Bug 56403 - Recommended file format is encoded to utf-8 instead of utf-16
Recommended file format is encoded to utf-8 instead of utf-16
Status: CLOSED FIXED
Product: UCS@school
Classification: Unclassified
Component: UMC - Class lists
UCS@school 5.0
Other Linux
: P5 normal (vote)
: UCS@school 5.0 v4-errata
Assigned To: Alexander Steffen
Ole Schwiegert
:
Depends on:
Blocks:
  Show dependency treegraph
 
Reported: 2023-08-04 17:02 CEST by Jan-Luca Kiok
Modified: 2023-10-26 11:22 CEST (History)
4 users (show)

See Also:
What kind of report is it?: Bug Report
What type of bug is this?: 3: Simply Wrong: The implementation doesn't match the docu
Who will be affected by this bug?: 3: Will affect average number of installed domains
How will those affected feel about the bug?: 2: A Pain – users won’t like this once they notice it
User Pain: 0.103
Enterprise Customer affected?:
School Customer affected?: Yes
ISV affected?:
Waiting Support:
Flags outvoted (downgraded) after PO Review:
Ticket number:
Bug group (optional): Regression
Max CVSS v3 score:


Attachments

Note You need to log in before you can comment on or make changes to this bug.
Description Jan-Luca Kiok univentionstaff 2023-08-04 17:02:10 CEST
For compatibility reasons the recommended file format for class list exports is tab (\t) separated, utf16 (little-endian) encoded with a bom character at the start.

Since https://forge.univention.org/bugzilla/show_bug.cgi?id=55102 however the file is encoded to utf8 instead.
Comment 2 Florian Best univentionstaff 2023-08-04 17:09:06 CEST
I assume a patch could be:

diff --git ucs-school-umc-lists/umc/python/schoollists/__init__.py ucs-school-umc-lists/umc/python/schoollists/__init__.py
index 6e478cafa..1deefa9a5 100644
--- ucs-school-umc-lists/umc/python/schoollists/__init__.py
+++ ucs-school-umc-lists/umc/python/schoollists/__init__.py
@@ -73,7 +73,7 @@ class Instance(SchoolBaseModule):
         filename = os.path.join(path, os.path.basename(classlist))
         try:
             with open(filename, "rb") as fd:
-                self.finished(request.id, fd.read(), mimetype="text/csv")
+                self.finished(request.id, fd.read(), mimetype='text/csv; charset="UTF-16"')
         except EnvironmentError:
             raise UMC_Error(
                 _("The class list does not exists.

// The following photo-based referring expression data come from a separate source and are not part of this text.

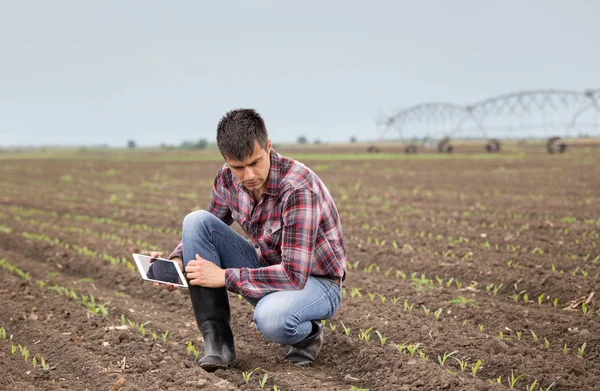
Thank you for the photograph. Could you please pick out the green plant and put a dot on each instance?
(412, 349)
(263, 381)
(346, 329)
(475, 367)
(365, 335)
(442, 359)
(534, 335)
(531, 387)
(426, 310)
(512, 380)
(382, 338)
(246, 375)
(462, 364)
(541, 298)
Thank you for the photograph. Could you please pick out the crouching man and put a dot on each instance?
(292, 267)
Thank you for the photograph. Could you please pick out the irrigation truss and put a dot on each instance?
(553, 114)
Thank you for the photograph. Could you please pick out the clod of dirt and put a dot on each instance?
(495, 346)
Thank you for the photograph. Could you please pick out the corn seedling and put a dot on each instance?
(476, 367)
(534, 335)
(462, 364)
(412, 349)
(263, 381)
(365, 335)
(246, 375)
(346, 329)
(512, 380)
(382, 338)
(541, 298)
(460, 300)
(426, 310)
(442, 359)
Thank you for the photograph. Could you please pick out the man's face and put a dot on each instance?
(253, 171)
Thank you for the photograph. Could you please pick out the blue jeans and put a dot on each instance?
(284, 316)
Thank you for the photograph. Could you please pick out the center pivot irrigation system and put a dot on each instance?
(555, 115)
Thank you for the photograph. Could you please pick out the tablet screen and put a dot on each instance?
(159, 270)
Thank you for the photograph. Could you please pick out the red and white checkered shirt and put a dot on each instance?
(295, 226)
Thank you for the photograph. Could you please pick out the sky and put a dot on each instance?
(97, 72)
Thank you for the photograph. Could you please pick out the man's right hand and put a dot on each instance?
(170, 287)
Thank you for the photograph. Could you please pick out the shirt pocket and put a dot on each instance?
(272, 235)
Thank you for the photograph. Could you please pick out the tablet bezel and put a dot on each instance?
(138, 262)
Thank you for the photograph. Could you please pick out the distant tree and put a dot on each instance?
(200, 144)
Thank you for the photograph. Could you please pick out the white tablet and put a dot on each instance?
(160, 270)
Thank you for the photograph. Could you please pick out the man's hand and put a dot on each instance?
(204, 273)
(170, 287)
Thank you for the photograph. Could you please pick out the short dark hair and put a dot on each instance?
(238, 131)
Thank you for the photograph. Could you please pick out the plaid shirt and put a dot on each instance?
(295, 228)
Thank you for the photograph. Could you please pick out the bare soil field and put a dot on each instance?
(466, 272)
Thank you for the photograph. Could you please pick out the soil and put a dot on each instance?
(505, 249)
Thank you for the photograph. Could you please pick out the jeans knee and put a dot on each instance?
(195, 220)
(276, 325)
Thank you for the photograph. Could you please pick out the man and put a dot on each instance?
(292, 267)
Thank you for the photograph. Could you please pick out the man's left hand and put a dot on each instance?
(204, 273)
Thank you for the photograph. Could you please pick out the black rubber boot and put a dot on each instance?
(211, 308)
(306, 351)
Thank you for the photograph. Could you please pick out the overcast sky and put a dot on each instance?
(102, 72)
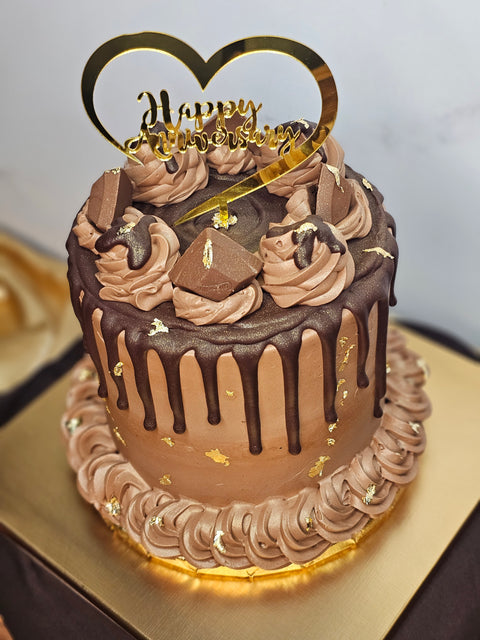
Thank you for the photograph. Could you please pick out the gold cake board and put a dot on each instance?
(357, 595)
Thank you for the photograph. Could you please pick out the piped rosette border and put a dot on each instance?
(270, 535)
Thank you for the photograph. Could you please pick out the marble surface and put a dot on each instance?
(409, 116)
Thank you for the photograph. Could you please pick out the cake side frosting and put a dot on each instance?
(275, 532)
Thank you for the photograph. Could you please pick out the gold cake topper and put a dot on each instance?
(161, 142)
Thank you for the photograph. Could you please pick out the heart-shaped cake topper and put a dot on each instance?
(204, 71)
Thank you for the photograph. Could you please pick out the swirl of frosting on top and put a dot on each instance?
(165, 182)
(306, 173)
(232, 162)
(147, 285)
(201, 311)
(305, 263)
(358, 222)
(86, 233)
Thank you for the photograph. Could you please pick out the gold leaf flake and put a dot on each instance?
(119, 436)
(336, 173)
(72, 424)
(118, 369)
(207, 254)
(306, 226)
(113, 506)
(368, 497)
(158, 327)
(223, 220)
(346, 357)
(126, 228)
(317, 468)
(218, 542)
(216, 456)
(415, 426)
(380, 251)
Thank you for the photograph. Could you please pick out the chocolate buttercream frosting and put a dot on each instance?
(279, 530)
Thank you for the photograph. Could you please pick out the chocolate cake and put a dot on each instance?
(250, 410)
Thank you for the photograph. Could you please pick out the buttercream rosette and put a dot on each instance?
(149, 285)
(329, 270)
(157, 182)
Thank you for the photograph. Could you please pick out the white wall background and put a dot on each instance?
(408, 78)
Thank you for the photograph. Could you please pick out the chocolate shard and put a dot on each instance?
(334, 195)
(215, 266)
(109, 197)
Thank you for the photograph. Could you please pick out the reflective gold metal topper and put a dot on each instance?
(162, 142)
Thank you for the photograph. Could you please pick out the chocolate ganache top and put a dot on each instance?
(374, 255)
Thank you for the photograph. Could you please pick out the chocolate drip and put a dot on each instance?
(136, 239)
(289, 354)
(381, 356)
(210, 383)
(361, 318)
(248, 365)
(108, 329)
(283, 328)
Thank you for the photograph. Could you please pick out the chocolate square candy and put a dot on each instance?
(334, 195)
(109, 197)
(215, 266)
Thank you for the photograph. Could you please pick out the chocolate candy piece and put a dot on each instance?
(215, 266)
(334, 195)
(109, 197)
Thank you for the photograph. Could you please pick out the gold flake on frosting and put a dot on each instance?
(119, 436)
(346, 358)
(158, 327)
(380, 251)
(223, 220)
(415, 426)
(368, 497)
(216, 456)
(317, 468)
(118, 369)
(336, 174)
(207, 254)
(73, 424)
(113, 506)
(218, 542)
(126, 228)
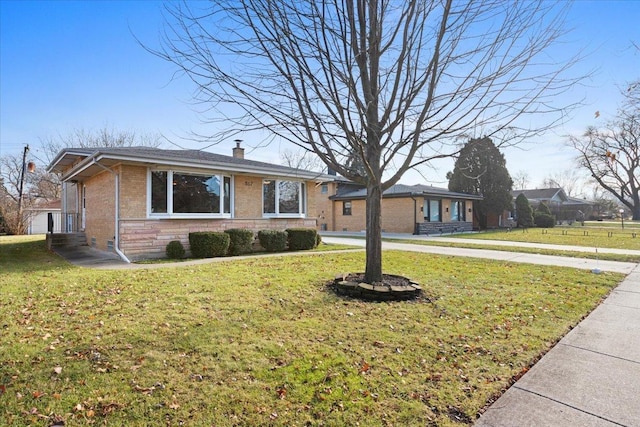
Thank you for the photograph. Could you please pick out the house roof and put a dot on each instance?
(542, 194)
(402, 190)
(46, 205)
(80, 163)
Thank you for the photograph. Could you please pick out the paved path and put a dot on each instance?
(590, 378)
(583, 263)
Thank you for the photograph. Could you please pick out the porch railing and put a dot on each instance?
(62, 222)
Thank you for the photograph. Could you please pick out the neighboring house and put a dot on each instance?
(416, 209)
(564, 208)
(38, 214)
(135, 200)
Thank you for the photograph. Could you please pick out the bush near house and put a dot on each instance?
(240, 241)
(543, 220)
(175, 250)
(273, 240)
(301, 239)
(209, 244)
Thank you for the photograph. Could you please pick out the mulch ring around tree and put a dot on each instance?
(392, 287)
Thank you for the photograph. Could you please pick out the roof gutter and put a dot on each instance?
(116, 238)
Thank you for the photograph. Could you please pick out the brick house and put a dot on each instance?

Please create a new one."),
@@ -122,9 +122,9 @@ class Instance(SchoolBaseModule):
         timestamp = datetime.now().strftime("%Y-%m-%d_%H_%M_%S")
         filename = "%s_%s-%s.csv" % (classlistname.replace("/", "_"), timestamp, uuid.uuid4())
         path = os.path.join("/usr/share/ucs-school-umc-lists/classlists/", filename)
-        with open(path, "w") as fd:
+        with open(path, "wb") as fd:
             os.chmod(path, 0o600)
-            fd.write(write_classlist_csv(fieldnames, rows, separator))
+            fd.write(write_classlist_csv(fieldnames, rows, separator).encode('utf-16'))
 
         url = "/univention/command/schoollists/csvlistget?classlist=%s" % (quote(filename),)
         self.finished(
Comment 3 Jan-Luca Kiok univentionstaff 2023-08-04 17:35:04 CEST
Yes, sounds promising - Without looking into this further, we have two possible file formats and the other one should remain utf-8 encoded, does your proposal take this into account or will every file be utf-16?
Comment 4 Alexander Steffen univentionstaff 2023-10-10 08:01:45 CEST
Fixed with:

Package: ucs-school-umc-lists
Version: 3.0.9
Branch: ucs_5.0-0
Scope: ucs-school-5.0
Comment 5 Tobias Wenzel univentionstaff 2023-10-24 15:11:05 CEST
Everything looks ok and Issue is closed: set to verify

https://git.knut.univention.de/univention/ucsschool/-/issues/1079#note_223994
Comment 6 Tobias Wenzel univentionstaff 2023-10-26 11:22:14 CEST
Errata updates for UCS@school 5.0 v4 have been released.

https://docs.software-univention.de/ucsschool-changelog/5.0v4/en/changelog.html
https://docs.software-univention.de/ucsschool-changelog/5.0v4/de/changelog.html

If this error occurs again, please clone this bug.